Завтра обещали грозу, после которой идёт резкое потепление, которое установится сразу же и без оттенков в районе 28 - 32 по Цельсию, южноуральцы знают, что это такое.
Последние две недели, надо сказать, мы жили в пасмурном полумраке с минимальными ночными температурами - не
прибалтийскими даже, но северно-скандинавскими: тепло обтекало нас, точно Гольфстрим шведские фиорды - вокруг бушевали жара и духота, лишь Урал обходило больное, туркестанское лето.
Но теперь оно и до нас дотянется - и, сколько хватает прогнозных возможностей на ближайшие десять дней, не единой щели для передышки и облегчения не предвидится, нужно заранее набираться сил.
Нужно заранее запасаться выдержкой, а ещё, помимо прочего, это значит, что тот июнь, который зафиксирован на снимках этого лета, уступит место совсем другому агрегатному состоянию пыли да усталости - ощущению дополнительной расширенности простора, время в котором течет медленнее обычного, а тело сбрасывает самосознание возраста до вневозрастных величин.
В такие моменты мир распадается даже не на кластеры или зоны, но на ряд ярко освещённых сцен, демонстрирующих постановки, созданные из подручного материала, в отдельных, плохо проветриваемых театральных залах малых сцен, куда вход большому числу людей заказан.
В эпоху пандемии, которая не пошла на спад, но сделалась менее заметной, хотя и более цепкой, это весьма важное обстоятельство.
Туркестанская жара - это, конечно, те сторона улицы Печерской, где она только-только начинается со стороны Германтов, то есть, города.

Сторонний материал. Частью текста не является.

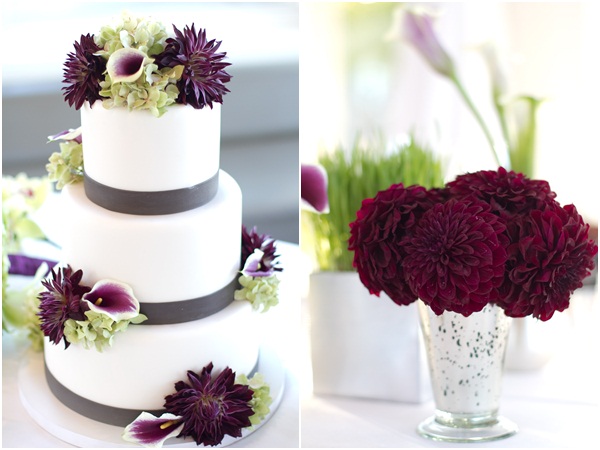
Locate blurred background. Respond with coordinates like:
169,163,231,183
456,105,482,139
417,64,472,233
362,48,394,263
2,1,299,243
300,1,598,229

Ну, там, где психбольница, фабрика глухонемых, магазин "Доброцен", мемориал скорбящих матерей скульптора Льва Головницкого и микрорайон "Глухари" с "Магнитом" при остановке "Больница", ассоциации именно с этим асфальтовым пятачком (наша часть Печерской беспонтовая безасфальтовая, к счастью, плавиться нечему), между прочим, претерпевшим за последние годы минимальное количество видимых изменений -
- запустение там заросло, затянулось, но не исчезло окончательно: сторона Германтов, заросшая бесконечным количеством одуванчиков, именно поэтому и служит полосой отчуждения посёлка от города.
Тем более, что сосновый бор, подрезанный со всех сторон и продолжающий съёживаться и уменьшаться кончается именно здесь - на подступах к психбольнице.
Разлив улицы Печерской широк, а далее она, односторонняя, всё время сужается, пока не утыкается в плохо проходимый проход в сторону Свана, то есть, начал улицы Калининградской, железнодорожных путей и пустырей, с ними связанных, а также школы для дураков, постоянно используемой как пункт добровольного голосования за поправки и прочие радости общественной жизни.
Там уже царят не одуванчики,
хотя где это они не царят, кажется, им вольготно везде и всюду, но направление к Свану оккупировано лопухами и репейником, они уже зацвели и цветут, если абстрагироваться, весьма экзотически - словно бы нота ориенталистской беспризорности ненароком вторгается в центр заброшенного южноуральского околотка, прорастает в нём как облезлая позолота, сигнализирующая о подлинных токах нашего места...
...именно в такие периоды нападений безоттеночного жара она вылезает без какой бы то ни было маскировки.
Сколько верёвочке Печёрской не виться, но все мы тут люди пришлые и изначально чужие: я хорошо вижу это место диким и необихоженным, лишённым вообще какого бы то ни было народонаселения.
Развороченная часть дороги у истоков Калининградской, где ни пройти, ни проехать из-за глиняных пластов, особенно эффектно застывающих зимой (сейчас я заснял их в трещинах, напоминающих чулки в крупную сетку), как раз и выглядит первородной хтонью участка, внезапно полезшего наружу...
...но застывшего в недоумении...
Из-за того, что мир переменился и теперь всё иначе, хотя практически так же, как вчера-позавчера, как всегда...
...хотя в России никогда этого самого всегда не было, но были отдельные исторические периоды, плохо соприкасающиеся друг с другом.
Но это уже разговор не про нашу улицу, а про методы исторического строительства.
Поэтому сэкономлю-ка я усилия.
...и тогда прекратил он дозволенные речи.